Le 5 germinal (25 mars) au matin, les deux armées se rencontrèrent. L'armée française marchait à une bataille, celle des Autrichiens à une reconnaissance. Les Autrichiens, qui s'étaient ébranlés un peu avant nous, surprirent nos avant-gardes, mais furent bientôt refoulés sur tous les points par le gros de nos divisions. Férino à la droite, Souham au centre, arrivèrent à Wahlwies, à Orsingen, à Nenzingen, au bord de la Stokach, au pied du Nellemberg, ramenèrent les Autrichiens dans leur position du matin, et commencèrent l'attaque sérieuse de cette position. Ils avaient à franchir la Stokach et à forcer le Nellemberg. Une longue canonnade s'engagea sur toute la ligne.
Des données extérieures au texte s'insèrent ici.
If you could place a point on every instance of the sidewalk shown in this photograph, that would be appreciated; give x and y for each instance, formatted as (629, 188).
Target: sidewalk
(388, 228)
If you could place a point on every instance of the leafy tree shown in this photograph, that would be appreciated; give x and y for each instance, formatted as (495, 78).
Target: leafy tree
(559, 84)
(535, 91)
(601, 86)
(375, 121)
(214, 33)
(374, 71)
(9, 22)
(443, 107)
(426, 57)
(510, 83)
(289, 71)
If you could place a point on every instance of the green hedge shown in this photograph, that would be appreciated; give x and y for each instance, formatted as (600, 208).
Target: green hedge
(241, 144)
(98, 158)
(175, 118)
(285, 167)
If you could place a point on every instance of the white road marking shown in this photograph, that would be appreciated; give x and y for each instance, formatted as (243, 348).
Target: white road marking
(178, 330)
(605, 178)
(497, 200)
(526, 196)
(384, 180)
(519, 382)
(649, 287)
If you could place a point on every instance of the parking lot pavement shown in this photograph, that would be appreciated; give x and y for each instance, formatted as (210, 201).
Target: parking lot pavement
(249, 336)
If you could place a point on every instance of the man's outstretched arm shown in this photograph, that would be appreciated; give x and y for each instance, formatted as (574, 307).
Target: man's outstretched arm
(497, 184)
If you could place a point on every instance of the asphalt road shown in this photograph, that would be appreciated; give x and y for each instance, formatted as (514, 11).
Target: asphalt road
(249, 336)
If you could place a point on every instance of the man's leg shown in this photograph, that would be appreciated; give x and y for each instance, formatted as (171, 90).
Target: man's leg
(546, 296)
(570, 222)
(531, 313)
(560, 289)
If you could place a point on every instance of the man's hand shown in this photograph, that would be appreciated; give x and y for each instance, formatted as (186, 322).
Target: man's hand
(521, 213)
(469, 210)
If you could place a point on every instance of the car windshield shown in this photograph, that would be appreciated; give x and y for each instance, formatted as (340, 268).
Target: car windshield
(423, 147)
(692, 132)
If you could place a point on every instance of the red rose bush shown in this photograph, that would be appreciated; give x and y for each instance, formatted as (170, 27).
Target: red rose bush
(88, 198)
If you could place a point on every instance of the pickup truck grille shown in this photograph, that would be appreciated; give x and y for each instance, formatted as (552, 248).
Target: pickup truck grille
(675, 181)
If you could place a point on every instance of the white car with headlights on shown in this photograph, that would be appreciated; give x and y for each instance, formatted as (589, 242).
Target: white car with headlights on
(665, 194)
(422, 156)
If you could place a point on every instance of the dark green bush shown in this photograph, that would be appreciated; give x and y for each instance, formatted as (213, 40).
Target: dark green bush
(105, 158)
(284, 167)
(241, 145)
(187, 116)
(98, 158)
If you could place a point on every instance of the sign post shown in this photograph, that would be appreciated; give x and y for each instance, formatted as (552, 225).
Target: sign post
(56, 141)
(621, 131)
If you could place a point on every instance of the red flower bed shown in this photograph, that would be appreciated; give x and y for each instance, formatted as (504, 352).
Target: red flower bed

A notre gauche, le succès était plus prompt et plus complet. L'avant-garde, actuellement commandée par le général Soult, depuis une blessure qu'avait reçue Lefebvre, repoussa les Autrichiens qui s'étaient avancés jusqu'à Emingen-ob-Ek, les chassa de Liptingen, les mit en déroute dans la plaine, les poursuivit avec une extrême ardeur, et parvint à leur enlever les bois. Ces bois étaient ceux mêmes qui couvraient la droite autrichienne; en poursuivant leur mouvement, les Français pouvaient la jeter dans le ravin de la Stokach, et lui causer un désastre. Mais il était clair que cette aile allait être renforcée aux dépens du centre et de la gauche, et qu'il fallait agir sur elle avec une grande masse de forces. Il fallait donc, comme dans le plan primitif, faire converger sur ce même point l'avant-garde, la réserve et la gauche. Malheureusement le général Jourdan, se confiant dans le succès trop facile qu'il venait d'obtenir, voulut atteindre un objet trop étendu, et au lieu d'amener Saint-Cyr à lui, il prescrivit à ce général de faire un long circuit, pour envelopper les Autrichiens et leur couper la retraite. C'était trop se hâter de recueillir les fruits de la victoire, quand la victoire n'était pas remportée. Le général Jourdan ne garda sur le point décisif que la division d'avant-garde et la réserve confiée à d'Haupoult.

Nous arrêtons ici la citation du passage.